On April 20, Gov. Brian Kemp announced his plans to “incrementally — and safely — reopen sectors of our economy.” 

“I am confident that together, we will emerge victorious from this war,” Kemp said. With your help and God’s grace, we will build a safer, stronger, and more prosperous state for our families and generations to come. Thank you, and God Bless.”

Restrictions on travel and work lessened since then, albeit businesses have noted that the timing of the reopening was impromptu. Businesses found it difficult to comply with the new “21 guidelines” — a list of protocols which every business must follow before being allowed to open — in a timely fashion.  

Pond & Company is the construction company tasked with designing the new addition to Georgia State. Founded in 1965, the firm designs architecture for a variety of functions: education, healthcare, infrastructure, etc. It is Engineering News-Record’s (ENR) Southeast Design Firm of the Year, and has worked on a multitude of similar projects. For example, the company designed the West End Trail in the Atlanta BeltLine, Vine City Park and the trail on St. Simon’s Island. The company even renovated Sparks Hall in the past.
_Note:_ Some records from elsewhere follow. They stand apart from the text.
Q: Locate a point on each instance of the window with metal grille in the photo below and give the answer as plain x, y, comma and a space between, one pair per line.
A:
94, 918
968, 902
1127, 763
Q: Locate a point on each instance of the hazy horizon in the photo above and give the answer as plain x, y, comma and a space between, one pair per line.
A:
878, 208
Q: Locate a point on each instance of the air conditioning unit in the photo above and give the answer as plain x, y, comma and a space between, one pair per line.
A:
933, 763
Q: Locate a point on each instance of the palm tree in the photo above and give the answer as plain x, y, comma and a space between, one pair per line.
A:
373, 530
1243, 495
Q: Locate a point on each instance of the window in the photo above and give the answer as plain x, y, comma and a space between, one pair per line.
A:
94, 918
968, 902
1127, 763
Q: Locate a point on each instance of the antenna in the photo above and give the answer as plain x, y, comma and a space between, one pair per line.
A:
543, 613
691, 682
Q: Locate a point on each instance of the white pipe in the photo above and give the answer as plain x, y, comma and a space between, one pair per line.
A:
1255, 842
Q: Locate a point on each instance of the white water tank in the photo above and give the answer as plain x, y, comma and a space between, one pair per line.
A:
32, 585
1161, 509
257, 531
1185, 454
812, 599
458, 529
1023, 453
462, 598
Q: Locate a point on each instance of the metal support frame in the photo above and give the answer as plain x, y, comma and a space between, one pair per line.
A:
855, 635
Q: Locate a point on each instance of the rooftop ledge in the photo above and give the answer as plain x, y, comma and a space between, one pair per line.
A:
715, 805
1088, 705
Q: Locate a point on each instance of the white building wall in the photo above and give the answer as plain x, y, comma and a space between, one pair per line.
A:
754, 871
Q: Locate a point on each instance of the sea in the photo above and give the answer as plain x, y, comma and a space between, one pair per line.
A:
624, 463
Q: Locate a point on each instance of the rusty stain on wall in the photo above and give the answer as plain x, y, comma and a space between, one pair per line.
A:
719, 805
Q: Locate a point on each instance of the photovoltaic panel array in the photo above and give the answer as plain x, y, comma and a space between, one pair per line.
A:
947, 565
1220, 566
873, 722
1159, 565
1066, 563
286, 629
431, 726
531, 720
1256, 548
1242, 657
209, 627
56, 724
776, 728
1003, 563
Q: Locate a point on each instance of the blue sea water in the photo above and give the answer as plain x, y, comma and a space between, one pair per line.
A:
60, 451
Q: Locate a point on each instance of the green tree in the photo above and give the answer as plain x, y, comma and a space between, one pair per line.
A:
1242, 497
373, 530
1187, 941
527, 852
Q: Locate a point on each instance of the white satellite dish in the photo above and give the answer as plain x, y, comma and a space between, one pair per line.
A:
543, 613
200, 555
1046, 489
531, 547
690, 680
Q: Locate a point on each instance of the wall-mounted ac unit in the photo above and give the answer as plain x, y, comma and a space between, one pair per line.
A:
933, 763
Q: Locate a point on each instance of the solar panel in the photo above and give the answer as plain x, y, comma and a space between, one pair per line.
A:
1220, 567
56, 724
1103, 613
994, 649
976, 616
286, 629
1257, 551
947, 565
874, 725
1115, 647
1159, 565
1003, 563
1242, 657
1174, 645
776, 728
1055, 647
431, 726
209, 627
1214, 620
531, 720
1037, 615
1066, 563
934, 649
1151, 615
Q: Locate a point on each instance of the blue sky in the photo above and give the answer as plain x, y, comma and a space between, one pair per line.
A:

On March 18, Pond & Company published a letter to their clients, assuring them they were taking every precaution necessary during the pandemic.

“It’s our belief that safeguarding people’s health and maintaining a seamless level of service are not mutually exclusive,” Tony Parker, CEO of Pond & Company, said in an official press release. “We’re adhering to local and national public health guidelines and have temporarily restricted all business air travel to minimize the exposure of our teams.”

In the summer of 2020, while Pond & Company was working on the Greenway—and in the midst of a pandemic—the firm was working on another project to keep government buildings safe from COVID–19, fixturing transparent walls at security desks and in courtrooms. “Implementing protective measures into office spaces is crucial to the health and well-being of returning workers and guests,” Pond & Company stated in a blog post. “Navigating these changes require careful assessment and planning.”

Pond & Company has not responded to media inquiries by The Signal.

Becker hopes that the project will be finished by the end of 2020. But by the way it looks, the greenway will be complete early 2021. 

“Kell Hall, a utilitarian building that served the university in so many eclectic ways, is once again the center of attention on our campus,” he said. “But this time, it’s the site of a redevelopment project that will transform the university for years to come.”

With the ground level down, there will likely be more to come in the next months.